In one segment we meet Bea, a young inmate who works out daily in the boxing gym. He is strong and healthy with a solid middleweight frame. Smilingly he tells viewers he will show the gym, the grim circumstances, and a convict trying to do good. He casts a troubling pall on the entire project by saying, "There's no gym anymore. They had to shut it down, but we have recorded a couple of things."
The ensuing scene is of Bea and fellow boxer Joao sparring. Joao sports a fresh haircut for the camera, then offers: "You can see for yourself no one's smoking marijuana or doing nothing wrong."
From the boxers to the clandestine distillation of alcohol, to the black-market selling of cigarettes and the chemistry class, there is a staged quality to the scenes. An all-too-rosy picture emerges that would make an eight-year-old want to be a prisoner at Carandiru.
Especially after viewing the pictures of atrocities at Abu Ghraib prison in Iraq, the documentary feels unreal and unbalanced.
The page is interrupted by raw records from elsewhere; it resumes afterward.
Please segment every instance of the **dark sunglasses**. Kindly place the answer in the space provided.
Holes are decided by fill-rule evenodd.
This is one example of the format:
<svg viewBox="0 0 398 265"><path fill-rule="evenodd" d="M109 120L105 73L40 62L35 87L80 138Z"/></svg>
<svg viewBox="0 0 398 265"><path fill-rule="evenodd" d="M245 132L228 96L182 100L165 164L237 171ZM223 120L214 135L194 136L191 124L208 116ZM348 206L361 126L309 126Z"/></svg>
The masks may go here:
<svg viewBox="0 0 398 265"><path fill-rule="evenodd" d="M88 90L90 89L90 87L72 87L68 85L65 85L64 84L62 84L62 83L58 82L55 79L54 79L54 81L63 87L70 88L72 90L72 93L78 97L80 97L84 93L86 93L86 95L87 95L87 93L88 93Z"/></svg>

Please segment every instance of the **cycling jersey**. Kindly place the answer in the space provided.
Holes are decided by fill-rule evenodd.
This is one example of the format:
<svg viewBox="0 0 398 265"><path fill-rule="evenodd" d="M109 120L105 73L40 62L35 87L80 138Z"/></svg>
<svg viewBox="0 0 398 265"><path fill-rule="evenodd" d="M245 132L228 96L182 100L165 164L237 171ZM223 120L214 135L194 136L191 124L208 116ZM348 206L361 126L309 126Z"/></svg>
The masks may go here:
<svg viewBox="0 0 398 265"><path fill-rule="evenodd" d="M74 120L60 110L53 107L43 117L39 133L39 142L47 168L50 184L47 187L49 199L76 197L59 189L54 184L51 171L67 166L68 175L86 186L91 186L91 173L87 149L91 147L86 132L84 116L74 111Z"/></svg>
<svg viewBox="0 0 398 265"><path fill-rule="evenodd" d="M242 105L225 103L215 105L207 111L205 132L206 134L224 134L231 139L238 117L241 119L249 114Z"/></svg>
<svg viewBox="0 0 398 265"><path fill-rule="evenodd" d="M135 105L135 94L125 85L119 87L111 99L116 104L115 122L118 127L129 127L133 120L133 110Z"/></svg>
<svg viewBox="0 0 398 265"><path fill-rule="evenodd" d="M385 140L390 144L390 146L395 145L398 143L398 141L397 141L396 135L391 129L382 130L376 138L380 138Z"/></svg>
Despite the insistence that Carandiru is "a portal of Hell," the inmates filmed are clean, well fed, and sane (including the Satanist). The project smacks of a brand of brutality that is different from Abu Ghraib -- that of state-controlled propaganda.
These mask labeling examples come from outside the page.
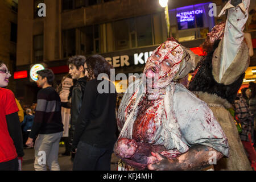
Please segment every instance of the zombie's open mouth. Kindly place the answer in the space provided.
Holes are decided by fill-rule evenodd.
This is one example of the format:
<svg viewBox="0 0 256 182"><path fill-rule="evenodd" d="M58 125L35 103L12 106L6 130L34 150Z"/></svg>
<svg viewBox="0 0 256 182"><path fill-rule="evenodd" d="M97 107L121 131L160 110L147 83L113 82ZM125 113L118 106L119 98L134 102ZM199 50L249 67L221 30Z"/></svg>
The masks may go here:
<svg viewBox="0 0 256 182"><path fill-rule="evenodd" d="M147 78L153 78L156 74L159 73L159 70L156 67L151 67L148 68L146 73L146 76Z"/></svg>

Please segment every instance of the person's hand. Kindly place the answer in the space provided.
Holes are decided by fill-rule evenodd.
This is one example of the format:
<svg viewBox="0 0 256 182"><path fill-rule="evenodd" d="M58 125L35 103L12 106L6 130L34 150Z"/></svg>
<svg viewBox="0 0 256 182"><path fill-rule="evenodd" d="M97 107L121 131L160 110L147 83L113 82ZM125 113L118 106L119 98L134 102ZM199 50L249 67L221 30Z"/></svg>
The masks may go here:
<svg viewBox="0 0 256 182"><path fill-rule="evenodd" d="M151 152L152 156L156 158L157 163L150 164L147 166L147 168L150 170L154 171L166 171L173 168L175 165L175 161L172 159L167 159L164 156L158 153Z"/></svg>
<svg viewBox="0 0 256 182"><path fill-rule="evenodd" d="M230 3L234 7L237 7L237 5L241 3L242 0L231 0Z"/></svg>
<svg viewBox="0 0 256 182"><path fill-rule="evenodd" d="M27 142L26 142L26 145L29 147L33 147L34 146L33 139L28 137Z"/></svg>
The feeling crosses over into many of the dramatic feature films. A shining example is Under the Surface -- A Journey Up São Francisco River (Espelho D'Água -- Uma Viagem no Rio São Francisco). This film is the allegorical tale of Celeste (Regina Dourado), who leaves Rio to find her boyfriend Henrique (Fabio Assunção), an adventure-seeking photographer in Brazil's Sao Francisco River Valley.
As action-packed and prone to divine acts of intervention as a Bollywood spectacle, Under the Surface in each scene is heavily sculpted with archetypes of wise old river dwellers, good-hearted Santería practitioners, a strapping hero who is wily, honest, and hard to catch.
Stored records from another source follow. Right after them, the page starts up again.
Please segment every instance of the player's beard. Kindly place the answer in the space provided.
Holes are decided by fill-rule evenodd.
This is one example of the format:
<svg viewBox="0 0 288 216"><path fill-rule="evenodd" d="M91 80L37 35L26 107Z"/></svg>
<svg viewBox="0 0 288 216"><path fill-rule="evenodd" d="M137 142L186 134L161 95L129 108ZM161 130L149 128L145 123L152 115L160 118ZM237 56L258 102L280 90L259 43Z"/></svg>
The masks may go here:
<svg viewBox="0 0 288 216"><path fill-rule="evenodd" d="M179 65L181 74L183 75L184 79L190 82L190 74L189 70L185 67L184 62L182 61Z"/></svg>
Under the Surface makes for easy watching, up to a point. The story is florid with mystical intrigue and the characters are, indeed, likable. Unfortunately the film is mired in successive vignettes that each offers its own moral lesson. The result, as with much of the dramatic works at this year's festival, is that Under the Surface is sunk by its own overbearing social doctrine, which is presented in a gloriously manicured and heroic light. The allegory falls just a tad short in its righteousness of the 1964 Marxist ballbuster, I Am Cuba.
Some would say that the bleeding-heart liberality is borne from the Brazilian concept of saudade, the darkly sweet pleasure of melancholy. Perhaps that's true, but aside from the comedies, no drama displays a cynical eye or ironic humor as in the classic film Bye Bye Brazil(screening Thursday, June 10, as part of the festival's José Wilker retrospective). Garrincha, Lonely Star (Garrincha -- Estrela Solitária), a biopic about fallen soccer hero Garrincha, would be an attractive sports tale were it not weighed down by saudadeand hero worship. The magnetic Taís Araújo lifts the film off the ground as the femme fatale Elza Soares, but otherwise Garrincha languishes in sentimentality. Passing By(De Passagem), the tale of three young men who grew up in the slums of São Paolo, also falls victim to sentimental suffering.
Only the comedies So Normal(Os Normais) and Sex, Love, and Betrayal(Sexo, Amor e Traição) manage to break the cycle of heavy-handed morality and heartache.